III – Atentas as referidas alterações, deve interpretar-se os actuais normativos como integrando no seu âmbito de aplicação o acidente ocorrido nos espaços exteriores à habitação do sinistrado, ainda antes de se entrar na via pública, independentemente de se tratar de espaço próprio ou de espaço comum a outros condóminos ou comproprietários, bastando para tal que já tenha sido transposta a porta de saída da residência, desde que a vítima se desloque para o local de trabalho, segundo o trajecto normalmente utilizado e durante o período de tempo habitualmente gasto pelo trabalhador.

Alda Martins
Decisão Texto Integral:
1. Relatório

L. M., patrocinada pelo Ministério Público, intentou acção declarativa de condenação, com processo especial emergente de acidente de trabalho, contra X, Companhia de Seguros, S.A., alegando, em síntese, que em 10/01/2019 foi vítima dum acidente ao serviço de CENTRO SOCIAL E PAROQUIAL DE ..., enquanto ajudante de acção directa, quando, ao descer as escadas exteriores da sua residência, para se deslocar para o seu posto de trabalho, escorregou e caiu, sofrendo lesões que lhe determinaram incapacidades temporária e permanente.
Conclui, pedindo a condenação da seguradora no pagamento das indemnizações decorrentes da caracterização deste acidente como sendo de trabalho.
A seguradora veio apresentar contestação, pedindo a sua absolvição do pedido, alegando, em síntese, que na data e hora do acidente a sinistrada encontrava-se ainda no logradouro da sua residência, pelo que o mesmo não deverá ser caracterizado como sendo de trabalho, recaindo o risco sobre a sinistrada.
Ordenada a intervenção processual do empregador, este veio contestar, arguindo a sua ilegitimidade, em virtude de à data do sinistro vigorar contrato de seguro celebrado com a co-R. seguradora, mediante o qual havia transferido para esta a sua responsabilidade por acidentes de trabalho que a A. sofresse ao seu serviço, como sucedeu no caso dos autos.
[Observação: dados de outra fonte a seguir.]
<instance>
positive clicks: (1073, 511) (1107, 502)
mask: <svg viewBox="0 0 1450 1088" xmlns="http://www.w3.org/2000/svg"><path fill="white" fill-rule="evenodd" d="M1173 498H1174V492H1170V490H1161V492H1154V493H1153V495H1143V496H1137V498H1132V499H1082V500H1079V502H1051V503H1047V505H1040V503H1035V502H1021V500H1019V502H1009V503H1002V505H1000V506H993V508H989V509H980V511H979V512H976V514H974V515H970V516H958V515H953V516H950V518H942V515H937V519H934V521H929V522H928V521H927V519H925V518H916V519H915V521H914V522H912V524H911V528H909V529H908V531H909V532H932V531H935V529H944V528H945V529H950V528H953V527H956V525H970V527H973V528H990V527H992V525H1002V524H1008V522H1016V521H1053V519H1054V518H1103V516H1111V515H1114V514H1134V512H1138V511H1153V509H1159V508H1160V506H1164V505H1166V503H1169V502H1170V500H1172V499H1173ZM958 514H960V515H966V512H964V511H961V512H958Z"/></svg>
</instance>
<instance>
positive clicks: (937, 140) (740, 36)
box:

Tendo os autos prosseguido, foi proferida sentença que terminou com o seguinte dispositivo:
«Tudo visto e nos termos expostos, julga-se a presente acção parcialmente procedente por provada e em consequência, absolve-se o R. CENTRO SOCIAL E PAROQUIAL DE ... dos pedidos formulados pela A. e condena-se a aqui demandada seguradora X, Companhia de Seguros, S.A. a pagar à mesma demandante a título de indemnização devida pelo período de ITA (de 162 dias – de 11/01/2019 a 21/06/2019) a quantia de € 3.131,08 (três mil cento e trinta e um euros e oito cêntimos), e a pensão anual e vitalícia de € 211,64 (duzentos e onze euros e sessenta e quatro cêntimos), acrescidas ambas as quantias dos respectivos juros de mora vencidos nos termos do art. 135º do C.P.T., desde o dia seguinte ao da alta clínica – 22/06/2019.
Mais se condena a demandada seguradora a pagar à A. a quantia de € 25,00 (vinte e cinco euros), acrescida igualmente dos respectivos juros de mora, vencidos à taxa legal desde o auto de não conciliação de fls. 84 – 08/07/2020.
Custas pela R. seguradora.
Fixa-se à acção o valor de € 5.899,78 – cfr. art. 120º do C.P.T.»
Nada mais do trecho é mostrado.